Courts look at four factors for fair use: (1) the purpose and character of the use, including whether such use is for commercial or for nonprofit educational purposes; (2) the nature of the copyrighted work; (3) the amount and substantiality of the portion used in relation to the copyrighted work as a whole; and (4) the effect of the use upon the potential market for or value of the copyrighted work. There are no bright-line rules for fair use; each case must be examined on its facts. Courts have frequently recognized that fair use is central to the “progress of science and advancement of the useful arts” that is the principal tenet upon which copyright laws were created.
Recent jurisprudence has focused on the first and fourth factors, looking primarily at whether the secondary work that cites the material is “transformative.” The threshold is whether the copyrighted material is used as an element, or ingredient, of a new work created for a different purpose and a different audience and whether a new aesthetic or further expression can be perceived by a reasonable observer.

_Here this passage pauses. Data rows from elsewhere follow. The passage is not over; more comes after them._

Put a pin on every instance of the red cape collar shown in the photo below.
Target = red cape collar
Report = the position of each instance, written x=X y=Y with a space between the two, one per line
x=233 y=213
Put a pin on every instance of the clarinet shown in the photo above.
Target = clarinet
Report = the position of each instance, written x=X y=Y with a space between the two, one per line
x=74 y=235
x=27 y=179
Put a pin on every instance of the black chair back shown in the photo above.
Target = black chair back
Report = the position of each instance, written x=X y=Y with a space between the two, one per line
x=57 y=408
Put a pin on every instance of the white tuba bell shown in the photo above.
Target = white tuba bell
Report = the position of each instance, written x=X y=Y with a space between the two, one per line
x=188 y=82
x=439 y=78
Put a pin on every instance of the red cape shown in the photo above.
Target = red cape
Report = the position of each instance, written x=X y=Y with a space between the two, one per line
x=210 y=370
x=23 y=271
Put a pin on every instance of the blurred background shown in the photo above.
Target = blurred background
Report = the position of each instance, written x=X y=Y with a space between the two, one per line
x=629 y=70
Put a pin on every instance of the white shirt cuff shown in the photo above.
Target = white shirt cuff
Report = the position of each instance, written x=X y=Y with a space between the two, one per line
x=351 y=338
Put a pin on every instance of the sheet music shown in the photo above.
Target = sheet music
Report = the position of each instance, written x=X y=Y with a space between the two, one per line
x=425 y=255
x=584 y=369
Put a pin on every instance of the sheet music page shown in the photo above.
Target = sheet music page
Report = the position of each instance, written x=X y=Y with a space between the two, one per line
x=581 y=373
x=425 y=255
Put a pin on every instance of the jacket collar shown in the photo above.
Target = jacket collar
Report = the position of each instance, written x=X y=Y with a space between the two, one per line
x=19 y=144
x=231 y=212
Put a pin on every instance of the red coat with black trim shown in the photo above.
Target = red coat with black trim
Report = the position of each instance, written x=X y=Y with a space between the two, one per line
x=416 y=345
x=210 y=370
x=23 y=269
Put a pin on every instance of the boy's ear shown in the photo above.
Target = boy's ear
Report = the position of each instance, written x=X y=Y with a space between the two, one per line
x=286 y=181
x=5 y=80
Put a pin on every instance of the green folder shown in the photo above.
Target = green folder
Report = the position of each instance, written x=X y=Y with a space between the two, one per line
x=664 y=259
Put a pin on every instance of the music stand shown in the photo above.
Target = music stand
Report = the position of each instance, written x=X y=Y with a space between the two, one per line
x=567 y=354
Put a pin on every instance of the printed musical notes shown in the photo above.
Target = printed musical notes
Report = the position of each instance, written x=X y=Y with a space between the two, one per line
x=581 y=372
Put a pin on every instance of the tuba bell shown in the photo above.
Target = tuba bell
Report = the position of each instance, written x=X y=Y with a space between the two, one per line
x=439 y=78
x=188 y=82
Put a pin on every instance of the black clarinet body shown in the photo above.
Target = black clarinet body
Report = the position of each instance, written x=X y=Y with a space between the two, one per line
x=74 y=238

In an important case in 2006, the U.S. Court of Appeals for the 2nd Circuit found that a biographer of the Grateful Dead had made fair use of copyrighted concert posters and tickets whose illustrations are the instantly recognizable sort that observers associate with the band and the 1960s and ’70s. The appropriated images “serve as historical artifacts graphically representing the fact of significant Grateful Dead concert events selected” by the author, the court said, and this use did not harm the first creator’s economic incentives.
Playing a recording of King’s speech as thousands march on the Mall, as happened this past weekend, is surely the sort of non-commercial, educational and historical use that Congress and the courts have frequently and rightly protected.
One can imagine many transformative uses of the “I have a dream” speech — from posting it in social media platforms for people to share and remark upon, to quoting the text in song lyrics or in a film, documentary or other artistic work to conjure the strivings for social equality that were the essence of King’s speech and to celebrate a sense of shared accomplishment that followed.
As an attorney, I believe in respect for the law and observing copyright restrictions. But when it comes to observing the anniversary of such a public moment, one hopes that fair use will allow current generations to appreciate what happened 50 years ago this week and why it was such a moment in American history.
The public benefit of access to historical artifacts such as King’s speech is undeniable. Any restriction on public access to the content of such a historical artifact should be enforced with caution.